The other day, I was working on political science homework on the subject of East Germany in a coffee shop. The woman next to me politely asked me in German where I was from and why I was doing homework assignments on the former communist state. I explained that I was an American study abroad student and Bundestag intern, and she proceeded to explain everything on the sheets to me. I learned more than I could have from Google, and heard her personal experiences from growing up there. But I was also surprised, because she had a thick British accent. I brought this up to my supervisor. “It is interesting to me that German people that learn English speak with a British accent, it’s hard to understand that they aren’t from Britain,” said I. “That’s because British English is more proper, and uses less filler words such as “like” or “kind of.” It makes more sense to learn the pure language first and the dialect later.” Oh.

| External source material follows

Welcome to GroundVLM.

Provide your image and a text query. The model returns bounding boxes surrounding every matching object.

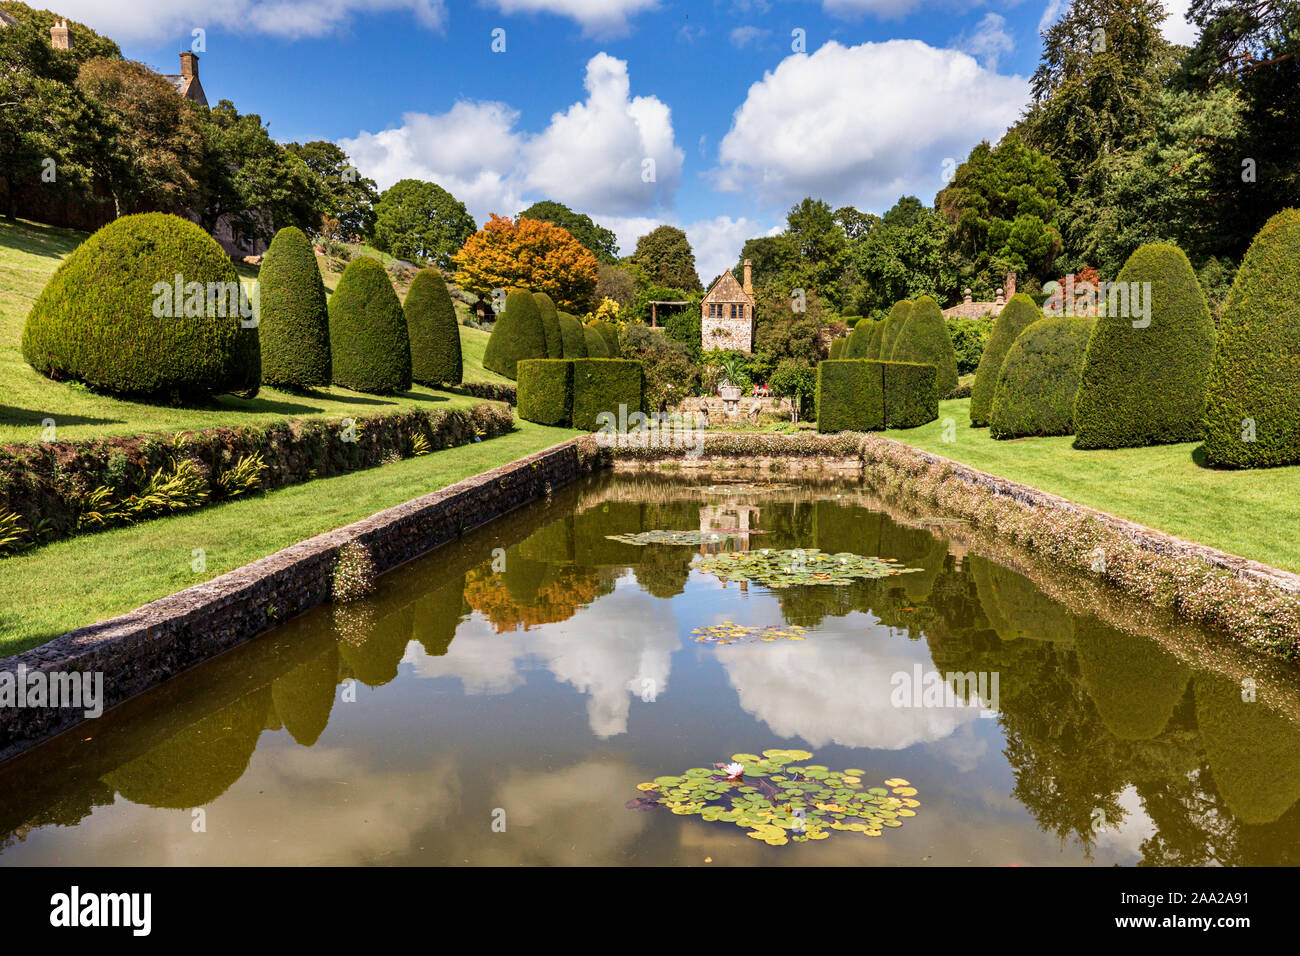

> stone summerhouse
[702,259,756,353]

And a final thought about language. The longer I’m here, the less people speak back to me in English. I thought my German was getting better, but I think I might just be getting more confidence. If I speak clearly, loudly, and accurately, people understand me and don’t think I’m some American that looked up a few words in a pocket dictionary. But, there’s a deeper lesson here. In life, if you speak authoritatively and act like you know what you’re doing, you’ll be treated that way. I’m not saying “fake it ’till you make it” is always the best plan, but if you approach a situation that you know you can handle with authority, it’s amazing the way that people respond. Confidence is key.

On a more personal note, I’ve officially been in Germany a month; which means my program is 1/3 over. This is bittersweet, because although I’m having an amazing experience, I can’t wait to see my boyfriend again. It’s hard to find a daily balance between being excited to engage in awesome adventures, and missing Ryan. A lot of couples break up if one of them studies abroad, but I think it’s important to prioritize. I knew that I wanted to study abroad, and learn more about international politics. And I knew that I wanted to be independent, and not give up my dreams because I was in a relationship. And I know that I will eventually have to go home, and when I do I want it to be to my boyfriend. I think this is an important thing to think about before you study abroad, because the last thing that you want to do is break up with someone over Skype from halfway across the world. Ich liebe meinen Freund; and I mean that with all possible cultural inflection.

… Also this week, we booked a trip to Austria in April for my 21st birthday! I’m so excited😄

(The other images are just from my walks around where I live, enjoy!)